Elfen-Tipp
Elfen sind nicht gut. Sie sind böse. Nicht »schlechten-Tag-erwischt«-böse, sondern »Horrorfilm-der-dich-noch-abends-im-Bett-panisch-macht« -böse. Wobei – nein, viel schlimmer.
Der heftige Wind bläst schrecklich. Sekunden dehnen sich zu zwei oder drei Minuten. Ich muss etwas Intelligentes tun, etwas, das nicht nur darin besteht, auf einen Typen hinunterzustarren, der bewusstlos im Schnee liegt. Er ist noch jung, wahrscheinlich nur ein paar Jahre älter als ich – wenn Elfen überhaupt altern wie wir, keine Ahnung. Er hat keine Winterjacke an, nur einen dunklen Pullover mit Norwegermuster und Jeans. Wahrscheinlich ist ihm schrecklich kalt.
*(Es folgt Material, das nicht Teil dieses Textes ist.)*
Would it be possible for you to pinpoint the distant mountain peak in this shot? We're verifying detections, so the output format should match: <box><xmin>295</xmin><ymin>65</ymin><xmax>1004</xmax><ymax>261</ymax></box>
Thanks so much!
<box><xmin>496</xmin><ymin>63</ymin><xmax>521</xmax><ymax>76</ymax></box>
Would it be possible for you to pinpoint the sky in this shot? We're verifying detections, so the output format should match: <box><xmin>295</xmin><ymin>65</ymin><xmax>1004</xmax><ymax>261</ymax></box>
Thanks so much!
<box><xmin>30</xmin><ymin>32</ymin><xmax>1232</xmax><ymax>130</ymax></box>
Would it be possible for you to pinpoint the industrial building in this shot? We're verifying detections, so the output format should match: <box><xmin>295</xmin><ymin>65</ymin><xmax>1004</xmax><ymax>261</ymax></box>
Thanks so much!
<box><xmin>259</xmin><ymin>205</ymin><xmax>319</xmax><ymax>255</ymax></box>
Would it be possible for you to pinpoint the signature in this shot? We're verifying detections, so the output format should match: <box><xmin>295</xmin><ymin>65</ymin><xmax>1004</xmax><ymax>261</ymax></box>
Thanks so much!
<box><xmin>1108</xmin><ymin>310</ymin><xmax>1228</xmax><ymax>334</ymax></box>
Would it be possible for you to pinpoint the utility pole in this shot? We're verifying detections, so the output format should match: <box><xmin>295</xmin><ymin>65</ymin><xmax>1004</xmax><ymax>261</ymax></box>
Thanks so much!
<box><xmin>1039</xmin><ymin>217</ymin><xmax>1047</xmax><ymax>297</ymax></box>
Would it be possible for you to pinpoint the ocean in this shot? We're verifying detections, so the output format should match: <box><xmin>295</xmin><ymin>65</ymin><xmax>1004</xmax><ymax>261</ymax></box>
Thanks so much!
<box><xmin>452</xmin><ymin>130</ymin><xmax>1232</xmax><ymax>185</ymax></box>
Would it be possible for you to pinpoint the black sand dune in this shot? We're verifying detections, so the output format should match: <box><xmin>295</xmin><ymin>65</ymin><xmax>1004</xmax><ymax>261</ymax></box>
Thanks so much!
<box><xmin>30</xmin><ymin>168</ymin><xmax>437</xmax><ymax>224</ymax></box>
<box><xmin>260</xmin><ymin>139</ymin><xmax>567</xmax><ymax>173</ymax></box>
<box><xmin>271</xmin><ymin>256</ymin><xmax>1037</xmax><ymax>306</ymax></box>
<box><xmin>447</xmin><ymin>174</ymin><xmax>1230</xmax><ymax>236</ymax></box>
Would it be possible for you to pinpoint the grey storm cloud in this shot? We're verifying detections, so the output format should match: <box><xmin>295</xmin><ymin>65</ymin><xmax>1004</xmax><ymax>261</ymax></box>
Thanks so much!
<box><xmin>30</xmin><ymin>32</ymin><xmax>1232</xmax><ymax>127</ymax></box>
Ich schaue in den weißen Himmel hinauf und suche die Frau. Schneeflocken fallen mir in die Augen und schmelzen augenblicklich. Sie ist verschwunden. Während ich das Wasser wegblinzle, untersuche ich den Typen auf größere, womöglich blutende Verletzungen. Und ich finde ein Riesending: eine tiefe Bisswunde am Bauch. Das Fleisch ist in Fetzen herausgerissen. Blut von kräftiger blauroter Farbe sickert heraus. Vielleicht liegt das an den dunkelblauen Fasern seines Pullovers, die sich mit dem Blut mischen, oder Elfenblut hat eben so eine Farbe. Was weiß ich.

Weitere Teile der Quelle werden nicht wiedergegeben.